Managing your mortgage: How to keep it as good debt
Although mortgage debt traditionally falls under the “good debt” category, if it’s not managed responsibly with a budget and a strategy in place, it can quickly become “bad debt”. It’s all about keeping a healthy ratio between your home’s equity and how much debt you have.
According to a new survey from the Mortgage Professionals Canada:
- 91 percent of Canadian homeowners have 25 percent or more equity in their homes
- Homeownership in Canada has fallen from 69 percent in 2011 to 67.8 in 2017, due in part to high prices
- The majority of Canadians feel that real estate is a good investment
- Most Canadians are motivated to pay their mortgages down responsibly and quickly; one third shorten their amortizations to build equity and reduce debt more quickly
“It goes without saying, the best kind of debt is no debt at all. However, taking out a mortgage in order to grow wealth through owning a home can be considered good debt, because it is part of a longer-term strategy to accumulate savings,” says Jeff Schwartz, Executive Director, Consolidated Credit Counseling Services of Canada.
When buying a house
When you begin your house hunt, you need a wish list for home features and location, of course, but you also need have a plan as to how you’re going to manage your mortgage responsibly. A good way to start is to keep your mortgage as low as possible when you buy your home in the first place.
Establish a budget for your house purchase, which will include not only a mortgage payment but will leave enough cash flow to generously cover the other expenses in your budget. Remember that as a homeowner you’ll need to have an emergency fund on hand to pay for repairs and maintenance, so build that into your budget too.
Use this price point as the guide and top priority during your house hunt to keep your debt under control.
Plan to pay it down
Now that you’ve got your mortgage, develop your plan to pay it down. Most mortgages are extended over many years, which means significant interest charges over the course of the mortgage loan. The more quickly you can pay it down, the more money you’ll save. Additionally, you’ll build up equity in your home more quickly too.
Make lump sum payments when possible. Most lenders will let you make a lump sum payment every year without penalty. One bonus with this is that this payment is usually applied right to the principal of your mortgage, so it is an effective way to reduce your debt.
Another option is to reduce your mortgage amortization. While this will get rid of your mortgage more quickly and save you from paying interest, this strategy does mean that you’ll have higher mortgage payments. Only do this if you have plenty of wiggle room in your budget for that extra monthly cost.
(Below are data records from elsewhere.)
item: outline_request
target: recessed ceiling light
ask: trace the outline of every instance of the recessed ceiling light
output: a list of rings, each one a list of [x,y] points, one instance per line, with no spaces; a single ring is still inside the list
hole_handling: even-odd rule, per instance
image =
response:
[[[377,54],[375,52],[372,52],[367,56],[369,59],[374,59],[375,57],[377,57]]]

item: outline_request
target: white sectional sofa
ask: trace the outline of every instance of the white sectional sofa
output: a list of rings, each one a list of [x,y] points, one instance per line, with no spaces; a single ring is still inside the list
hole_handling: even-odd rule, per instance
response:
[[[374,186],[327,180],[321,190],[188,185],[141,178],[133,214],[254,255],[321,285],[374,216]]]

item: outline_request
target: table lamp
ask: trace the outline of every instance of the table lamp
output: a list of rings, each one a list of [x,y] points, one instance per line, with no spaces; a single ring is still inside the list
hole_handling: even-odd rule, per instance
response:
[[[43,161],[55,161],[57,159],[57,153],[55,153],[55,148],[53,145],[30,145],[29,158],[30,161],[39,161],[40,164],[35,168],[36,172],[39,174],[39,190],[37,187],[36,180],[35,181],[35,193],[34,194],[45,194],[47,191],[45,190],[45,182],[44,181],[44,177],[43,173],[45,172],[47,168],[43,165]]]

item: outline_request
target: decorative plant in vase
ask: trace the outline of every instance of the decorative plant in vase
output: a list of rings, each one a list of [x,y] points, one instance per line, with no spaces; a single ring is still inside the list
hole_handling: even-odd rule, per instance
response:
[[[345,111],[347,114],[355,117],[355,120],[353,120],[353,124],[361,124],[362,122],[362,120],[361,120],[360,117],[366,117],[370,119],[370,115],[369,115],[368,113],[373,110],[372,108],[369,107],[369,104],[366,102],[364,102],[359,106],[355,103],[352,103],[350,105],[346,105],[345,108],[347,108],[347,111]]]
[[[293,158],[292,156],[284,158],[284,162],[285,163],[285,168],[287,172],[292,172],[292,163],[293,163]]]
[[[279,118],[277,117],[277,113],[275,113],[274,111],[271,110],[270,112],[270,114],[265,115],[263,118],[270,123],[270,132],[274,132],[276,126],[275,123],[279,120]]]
Avoid other homeowner debt
When you become a homeowner, you’ll quickly realize that there are a lot of extra expenses- from home renovations to decorating to buying things like furniture and other big-ticket items. Avoid using debt wherever possible for any of these.
“Not all homeowner debt is lumped into your mortgage payment, but it still costs you just the same and will cut down on your cash flow. Save up for big-ticket purchases or for renovations if possible and avoid adding to your overall debt load,” says Schwartz.